5. The washing machine according to claim 2, wherein

the fine bubble generation device is interposed between the water supply valve and the water filling case.

6. The washing machine according to claim 2, wherein

the water supply path is configured such that a flow direction of water discharged from the outlet part of the water supply valve is a same as a flow direction of water in the fine bubble generation device.

7. The washing machine according to claim 2, further comprising:

a second water supply path without including the fine bubble generation device, separate from the water supply path including the fine bubble generation device.

8. The washing machine according to claim 7, wherein

a second inlet pipe to which the second water supply path is connected is provided in the water filling case, and a bore of the second inlet pipe is different from a bore of a third inlet pipe to which the fine bubble generation device is connected.

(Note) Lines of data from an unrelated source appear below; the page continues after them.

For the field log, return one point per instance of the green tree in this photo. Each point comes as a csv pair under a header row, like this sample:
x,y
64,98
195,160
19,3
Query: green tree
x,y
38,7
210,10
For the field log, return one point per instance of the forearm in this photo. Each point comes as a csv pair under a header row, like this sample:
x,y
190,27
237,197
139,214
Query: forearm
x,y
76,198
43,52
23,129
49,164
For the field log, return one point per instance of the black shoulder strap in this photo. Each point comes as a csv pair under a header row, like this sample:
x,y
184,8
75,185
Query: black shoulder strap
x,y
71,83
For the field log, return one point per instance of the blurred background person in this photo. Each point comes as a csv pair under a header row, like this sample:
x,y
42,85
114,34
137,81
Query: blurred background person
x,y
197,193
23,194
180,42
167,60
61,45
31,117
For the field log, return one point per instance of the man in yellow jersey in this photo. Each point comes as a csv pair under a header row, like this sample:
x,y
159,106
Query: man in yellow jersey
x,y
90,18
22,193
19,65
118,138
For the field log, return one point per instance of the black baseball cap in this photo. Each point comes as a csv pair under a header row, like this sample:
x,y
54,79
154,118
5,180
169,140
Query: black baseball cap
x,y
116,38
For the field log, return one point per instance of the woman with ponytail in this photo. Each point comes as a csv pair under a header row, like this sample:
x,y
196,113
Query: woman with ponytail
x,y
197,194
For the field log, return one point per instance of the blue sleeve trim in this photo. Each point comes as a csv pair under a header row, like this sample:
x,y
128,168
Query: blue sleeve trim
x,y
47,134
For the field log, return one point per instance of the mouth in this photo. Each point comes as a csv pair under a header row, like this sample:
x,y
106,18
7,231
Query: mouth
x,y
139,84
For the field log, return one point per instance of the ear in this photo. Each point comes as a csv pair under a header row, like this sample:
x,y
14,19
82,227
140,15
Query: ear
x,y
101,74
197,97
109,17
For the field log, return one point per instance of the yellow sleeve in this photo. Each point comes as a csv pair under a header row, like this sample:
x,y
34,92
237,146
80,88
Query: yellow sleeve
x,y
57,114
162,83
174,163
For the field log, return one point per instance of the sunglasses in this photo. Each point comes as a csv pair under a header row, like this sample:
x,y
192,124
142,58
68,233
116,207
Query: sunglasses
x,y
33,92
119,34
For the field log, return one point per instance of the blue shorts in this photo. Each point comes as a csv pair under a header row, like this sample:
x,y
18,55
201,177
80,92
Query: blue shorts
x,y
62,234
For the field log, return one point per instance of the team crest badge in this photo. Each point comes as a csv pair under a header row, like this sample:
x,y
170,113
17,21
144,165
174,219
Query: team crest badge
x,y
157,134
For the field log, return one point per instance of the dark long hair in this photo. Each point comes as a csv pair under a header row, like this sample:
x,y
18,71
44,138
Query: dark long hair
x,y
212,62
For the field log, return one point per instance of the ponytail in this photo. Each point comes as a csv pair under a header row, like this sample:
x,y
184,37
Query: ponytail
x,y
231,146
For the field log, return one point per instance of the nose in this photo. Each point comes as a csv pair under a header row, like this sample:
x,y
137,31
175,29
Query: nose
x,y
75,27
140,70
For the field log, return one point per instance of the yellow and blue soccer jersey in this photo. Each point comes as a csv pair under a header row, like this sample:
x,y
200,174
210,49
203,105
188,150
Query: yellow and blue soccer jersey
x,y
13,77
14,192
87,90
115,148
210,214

9. The washing machine according to claim 2, wherein

the fine bubble generation device is configured to include a narrowed part at a midway part on a flow passage extending from an inflow port to an outflow port, and wherein

the fine bubble generation device is constructed by combining an upstream side flow passage member which constitutes an upstream side of the flow passage and includes a protruding part that narrows a flow passage sectional area of the narrowed part, with a downstream side flow passage member which constitutes a more downstream side than the protruding part of the flow passage.

10. The washing machine according to claim 9, wherein

the water filling case includes an inlet pipe of water to which the fine bubble generation device is inserted and connected, and

the inlet pipe includes a rib by which a tip end surface of the fine bubble generation device is locked.

11. The washing machine according to claim 9, wherein

the water filling case includes an inlet pipe of water to which an upstream side flow passage member of the fine bubble generation device is inserted and connected, and

the downstream side flow passage member is integrally formed with the inlet pipe.

12. The washing machine according to claim 9, wherein

the water filling case includes an inlet pipe of water to which the fine bubble generation device is inserted and connected, and a seal member for air-tightly sealing between an outer surface of the upstream side flow passage member and an inner surface of the inlet pipe.